“And as I have said to him a thousand or more times through the years, ‘Well isn’t life just a kick in the pants?’ — Esther Hicks, on the recent death of her husband, Jerry. Life sucks when someone close to our hearts passed away. If you are low on income there are plenty of options to hold budget budget funerals in Brisbane including cremations with no service.

It’s an odd thing to say, isn’t it — disbelief in death. Usually people contest life after death, or concepts like reincarnation. Yet, there are people who express that there is no such thing as death. Meaning, they believe that physical death is the birthing of the soul into some higher expression of consciousness, which remains undiminished and lives on. In this higher thinking, the physical path leading to death is insignificant.

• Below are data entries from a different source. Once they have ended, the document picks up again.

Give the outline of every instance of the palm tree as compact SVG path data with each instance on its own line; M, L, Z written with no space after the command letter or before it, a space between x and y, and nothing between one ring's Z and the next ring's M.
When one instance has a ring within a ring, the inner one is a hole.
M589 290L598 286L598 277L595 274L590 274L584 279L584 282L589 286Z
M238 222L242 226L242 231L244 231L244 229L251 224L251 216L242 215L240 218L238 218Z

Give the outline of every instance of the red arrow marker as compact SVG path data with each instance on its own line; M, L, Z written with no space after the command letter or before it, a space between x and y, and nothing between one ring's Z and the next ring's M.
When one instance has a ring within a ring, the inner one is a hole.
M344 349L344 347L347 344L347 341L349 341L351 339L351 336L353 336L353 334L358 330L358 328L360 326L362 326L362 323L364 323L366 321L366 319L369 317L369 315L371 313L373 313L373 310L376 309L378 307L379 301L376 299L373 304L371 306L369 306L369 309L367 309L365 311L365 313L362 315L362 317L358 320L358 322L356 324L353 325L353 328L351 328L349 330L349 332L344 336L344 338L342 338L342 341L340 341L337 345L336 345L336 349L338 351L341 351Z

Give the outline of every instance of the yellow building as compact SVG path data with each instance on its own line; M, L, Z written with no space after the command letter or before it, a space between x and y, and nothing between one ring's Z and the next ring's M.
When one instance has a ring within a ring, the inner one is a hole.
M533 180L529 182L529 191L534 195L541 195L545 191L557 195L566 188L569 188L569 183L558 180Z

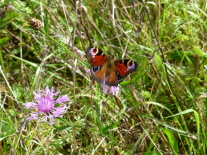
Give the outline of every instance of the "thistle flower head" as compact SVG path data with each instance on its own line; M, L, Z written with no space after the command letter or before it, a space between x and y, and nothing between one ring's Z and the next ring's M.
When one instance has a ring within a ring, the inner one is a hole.
M118 96L119 94L119 86L108 86L106 85L106 81L102 83L102 89L105 94L107 92L109 92L112 95L116 95L116 96Z
M50 125L53 125L54 117L62 117L68 109L64 103L69 101L68 97L66 95L58 97L59 93L60 91L55 92L54 88L50 90L48 86L46 86L45 90L34 92L34 100L25 103L25 108L34 109L30 113L28 120L47 121L49 119Z

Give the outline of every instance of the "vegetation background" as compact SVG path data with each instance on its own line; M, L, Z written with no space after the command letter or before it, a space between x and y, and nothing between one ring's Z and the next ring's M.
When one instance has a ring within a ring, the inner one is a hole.
M0 154L207 154L206 0L0 0ZM85 75L94 46L138 63L118 96ZM68 95L55 125L24 103Z

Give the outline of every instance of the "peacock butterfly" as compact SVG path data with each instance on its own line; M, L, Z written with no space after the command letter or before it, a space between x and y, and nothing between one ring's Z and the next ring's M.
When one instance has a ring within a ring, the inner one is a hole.
M134 72L137 63L128 59L115 60L106 56L101 50L89 47L86 57L92 65L92 79L108 86L117 86L123 79Z

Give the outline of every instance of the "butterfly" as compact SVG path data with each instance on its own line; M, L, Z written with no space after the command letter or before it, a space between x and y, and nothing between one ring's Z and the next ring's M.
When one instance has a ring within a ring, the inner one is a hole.
M86 51L86 58L92 66L90 69L92 79L108 86L117 86L138 66L135 61L115 60L114 57L106 56L103 51L93 47L89 47Z

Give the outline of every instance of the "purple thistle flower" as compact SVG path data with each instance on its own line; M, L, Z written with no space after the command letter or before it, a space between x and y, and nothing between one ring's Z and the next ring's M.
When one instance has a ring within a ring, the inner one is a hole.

The Creation of Adam by Michelangelo

While I do experience that the soul in some guise persists after the form expires, I most definitely experience that our life as well as our physical death are highly relevant events in our soul’s growth. My reality perches on the cycles of Nature, which is comprised of seasons building and harvesting, death and rebirth. As an animistic spiritual occupant of the formed Nature realm, every season contributes something new, as does my emotional reaction to each season. Not honoring that death is part of the experience here — that it’s supposed to be — is lacking. Moreover, to expect there to be birth without death in Nature’s timing seems arrogant.

Am I’m splitting hairs? Is this just the difference between speaking literally and figuratively? Maybe. Maybe underlying such a belief is the distinction between finite physical death and spiritual infinity. Of late, though, I’ve encountered several spiritual healers, shamans, who insist that there is no such thing as death. Part of their practice hails death always as a joyful passage that should be celebrated.

To a large degree this belief is a New Age import of the “always be happy” variety. Given that context, I wonder how such healers work with grieving others. To approach death as nonexistent for yourself or your own beliefs is one thing. As a healer, to insist such to those in the midst of the emotional storm of grief baffles me. In fact, I find that treatment steeped in denial and emotional avoidance.

I admit, I’m wary of healers who seek a shamanic path with eyes trained only on what spirit guides say, to the detriment of acquiring skills in the pastoral counseling aspects of the shaman’s role. The human dynamic is nothing if not laced with sticky, often deeply troubling emotional states, such as grief. These emotions can’t be overlooked in the healing process any more than they can be avoided in life, itself. Talking with spirit ancestors for guidance and insight into healing is no substitute for being present and helping someone process grief after tremendous loss. Processing emotion is as essential to shamanic work as spiritual guidance. In fact, sometimes we can’t even hear the spiritual guidance until we process emotion.

Modern shaman Sandra Ingerman gives wonderful insight into moving through stages of grief in a recent article, “How to Deal With Grief.” Her approach to working with grief could be applied not just to the loss of a loved one, but to distress following any life transition.

We can only meet someone where they are. We cannot force them to be in an emotional place that they’re not, which means that in order to help them shift into a lighter state, we must possess skills that assist them in processing heavy emotions. Regardless of higher consciousness awareness of the soul’s infinite path, I see no value in complicating someone’s grief by insisting that the loss underlying it isn’t important.

Ultimately, if physical life didn’t play a significant role in the shaping of our soulstories, we wouldn’t come here. We wouldn’t do this dance through Nature’s seasons of constant progression and regression. We wouldn’t put ourselves through the emotional expanse of the human experience.

How do your beliefs about death and the soul help you cope with loss? How do they shape how you live?